Thoughts compared to IOS, JunOS and EOS

I knew going into this part of the series that the lack of any native modules would increase the complexity of the roles. Having supported MikroTik routers earlier in my career, as well as running them in my own network, I know the quirks and useful features that were available.

For anyone new to RouterOS, you’ll need to become familiar with the syntax before using configuring them with Ansible, otherwise you would struggle to extend the roles or create your own.

The experience of using Ansible for this compared to IOS, JunOS and EOS is vastly different. With IOS, JunOS and EOS, you can build Jinja2 templates if a module does not exist. This option is not available with RouterOS, meaning you need to know what you expect each command to do and what order to apply them to create repeatable tasks.

I still believe that using Ansible for RouterOS has many advantages over managing your network estate manually. You gain consistency in the changes being made, and the ability to manage devices en masse, both of which are huge benefits.

Summary

Overall, managing RouterOS with Ansible is more of a challenge than it is with other vendors. However we still meet the goals of repeatable and consistent configuration changes. This alone for me outweighs the need to effectively create your own modules to achieve idempotence.

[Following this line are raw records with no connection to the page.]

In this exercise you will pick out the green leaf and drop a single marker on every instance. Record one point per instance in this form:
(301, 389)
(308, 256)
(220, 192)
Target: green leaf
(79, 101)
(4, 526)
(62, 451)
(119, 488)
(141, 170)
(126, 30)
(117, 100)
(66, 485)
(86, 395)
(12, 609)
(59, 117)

I am hoping that at some point in the future, using Jinja2 templates is an option. This would allow the use of filters and conditional logic within a template. We could then define eBGP and iBGP peers within the same task, or IPv4 and IPv6, and much more.

The final configs from the routers are in my Network Automation with Ansible repository. The next part of this series will cover configuring VyOS routers using Ansible.